Computational Methods for Longitudinal Microbiome Analysis: Identification, Modeling, and Classification
thesisposted on 2018-11-27, 00:00 authored by Ahmed Metwally
The microbiome plays a vital role in host-immune responses resulting in significant effects on host health. Dysbiosis of the microbiome has been linked to diseases including asthma, obesity, diabetes, and inflammatory bowel disease. Over the past decade, culture-independent sequencing methods have revolutionized microbiome studies through identification of the genetic content of microbial communities in the form of millions to billions of short DNA sequences. The sequences derived from the microbiome originate from thousands of different species that need to be identified, quantified, and compared over time among disease phenotypes. These analyses can detect biomarkers that may be used for microbial reconstitution through bacteriotherapy, probiotics, or antibiotics.
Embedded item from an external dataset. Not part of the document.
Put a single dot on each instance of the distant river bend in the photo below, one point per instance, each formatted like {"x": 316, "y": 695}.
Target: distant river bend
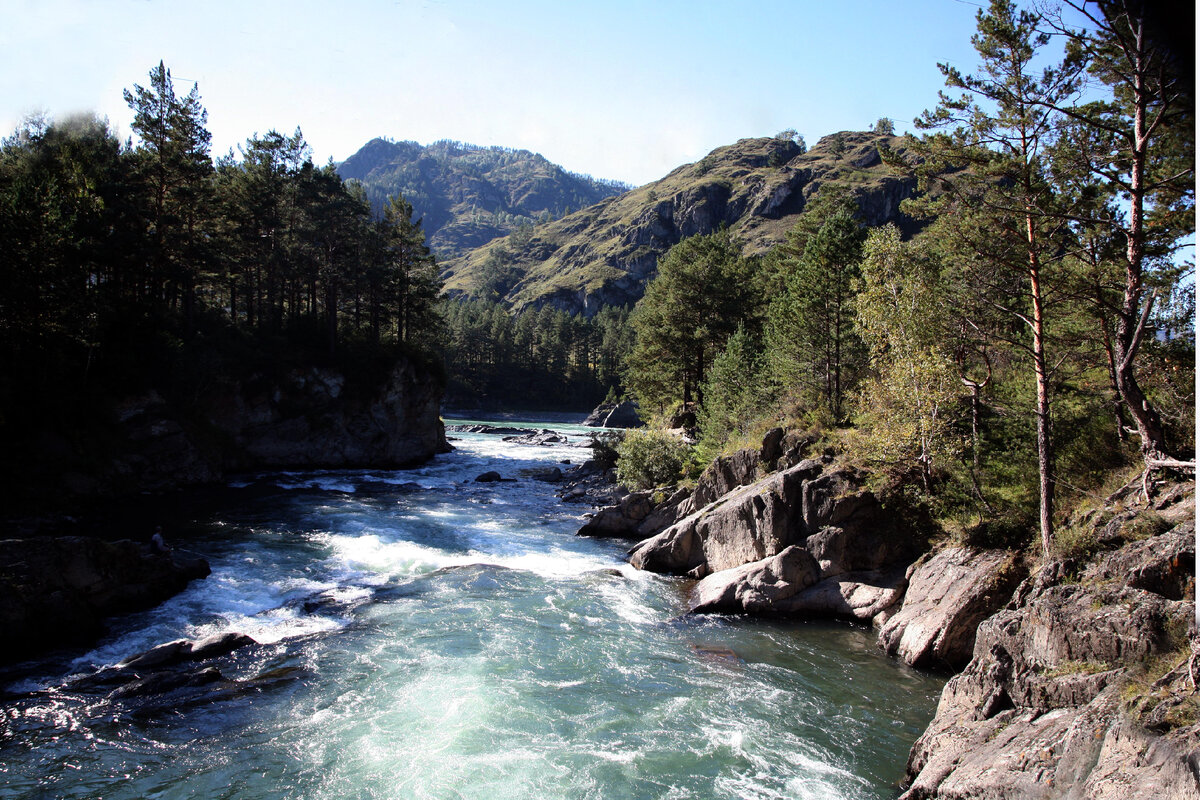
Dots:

Current taxonomic identification methods that achieve high precision can lack sensitivity in some applications. Conversely, methods with high sensitivity can suffer from low precision and require long computation time. Thus, highly accurate and sensitive taxonomic identification methods are needed. Furthermore, in longitudinal studies, sample collection suffers from all forms of variability such as a different number of subjects per phenotypic group, a different number of samples per subject, and samples not collected at consistent time points. These inconsistencies make current analysis methods unsuitable and create opportunities for the development of new methods. In addition, given the strong association between microbiome and disease, computational models can be built to predict disease status or prognosis using longitudinal microbial profiles. In this thesis, we discuss the computational methods and tools we have developed that improve both the characterization and longitudinal analysis of the microbiome. The first method, WEVOTE, classifies microbial sequences into taxonomic units with both high precision and high sensitivity. The second method, MetaLonDA, identifies time intervals of differentially abundant microbial features in longitudinal studies. The third method is a computational framework to predict host clinical phenotype from longitudinal microbiome profiles via deep learning approach. Finally, using these methods and tools, we identified microbiome dynamics suggestive of the development of bronchiolitis obliterans syndrome in pediatric lung transplant recipients, insights that can be leveraged to improve lung transplant outcomes across life span.